Sending Lethal Weapons Would Backfire
It’s long past time for the United States to provide Ukraine the lethal defensive assistance it needs to deter and defend against further Russian aggression,” said Senator John McCain (R-Ariz.) in August—and not for the first time. McCain is arguably the most influential person in Congress on national security matters, so his words carry weight. But his is hardly a lone voice. Others, including John Herbst, who was U.S. ambassador to Ukraine from mid-2003 to mid-2006, and Alexander Vershbow, an experienced American diplomat and deputy general secretary of NATO from early 2012 until October 2016, agree with McCain. So do former President Bill Clinton’s deputy secretary of state, Strobe Talbott, and a cluster of diplomatic and national security luminaries, who came out of the gate early on this issue in a report released in 2015.
The efforts of these individuals haven’t been in vain. U.S. President Donald Trump will soon decide whether to implement their proposal, and key members of his national security and military team favor doing so, according to recent statements from General Joseph Dunford, chairman of the Joint Chiefs of Staff, and Kurt Volker, Trump’s top negotiator on the Ukraine crisis. Defense Secretary James Mattis has confirmed that the option was being “actively reviewed.”
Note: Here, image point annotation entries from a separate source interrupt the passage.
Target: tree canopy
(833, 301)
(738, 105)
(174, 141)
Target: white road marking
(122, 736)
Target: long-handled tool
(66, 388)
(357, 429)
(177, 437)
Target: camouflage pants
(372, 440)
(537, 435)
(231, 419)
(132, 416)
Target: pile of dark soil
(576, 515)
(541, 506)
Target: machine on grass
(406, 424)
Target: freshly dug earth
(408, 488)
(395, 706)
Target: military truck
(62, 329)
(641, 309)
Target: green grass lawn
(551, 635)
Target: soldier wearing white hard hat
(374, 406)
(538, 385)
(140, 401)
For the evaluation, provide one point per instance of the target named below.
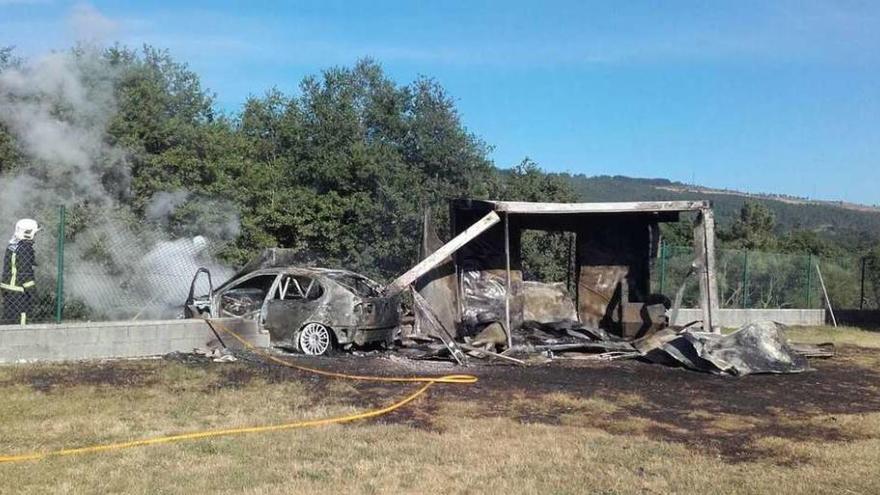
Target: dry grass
(471, 447)
(840, 336)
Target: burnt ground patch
(670, 404)
(113, 374)
(677, 405)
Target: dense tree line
(342, 170)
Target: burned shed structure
(480, 271)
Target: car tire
(314, 339)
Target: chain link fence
(756, 279)
(115, 269)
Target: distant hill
(843, 222)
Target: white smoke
(58, 109)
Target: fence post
(745, 298)
(662, 267)
(59, 278)
(809, 297)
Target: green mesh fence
(755, 279)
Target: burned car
(311, 310)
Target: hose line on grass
(426, 381)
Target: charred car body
(311, 310)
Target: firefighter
(18, 283)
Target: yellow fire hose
(427, 381)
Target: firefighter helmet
(25, 229)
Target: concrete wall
(863, 318)
(124, 339)
(733, 318)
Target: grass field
(623, 427)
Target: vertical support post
(827, 299)
(662, 268)
(704, 247)
(862, 291)
(568, 263)
(507, 292)
(745, 298)
(59, 278)
(809, 297)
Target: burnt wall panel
(613, 265)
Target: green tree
(753, 229)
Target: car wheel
(314, 339)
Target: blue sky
(762, 96)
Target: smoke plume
(58, 108)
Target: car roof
(296, 270)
Those who call for sending lethal arms to Ukraine (the United States and some of its NATO allies already train Ukrainian troops, and the United States has been providing nonlethal arms to Ukraine to the tune of $300 million in 2016 alone) claim that American weaponry will strengthen Kiev’s hand and compel Russian President Vladimir Putin to negotiate a just political settlement that ends the war in Ukraine’s Donbas region.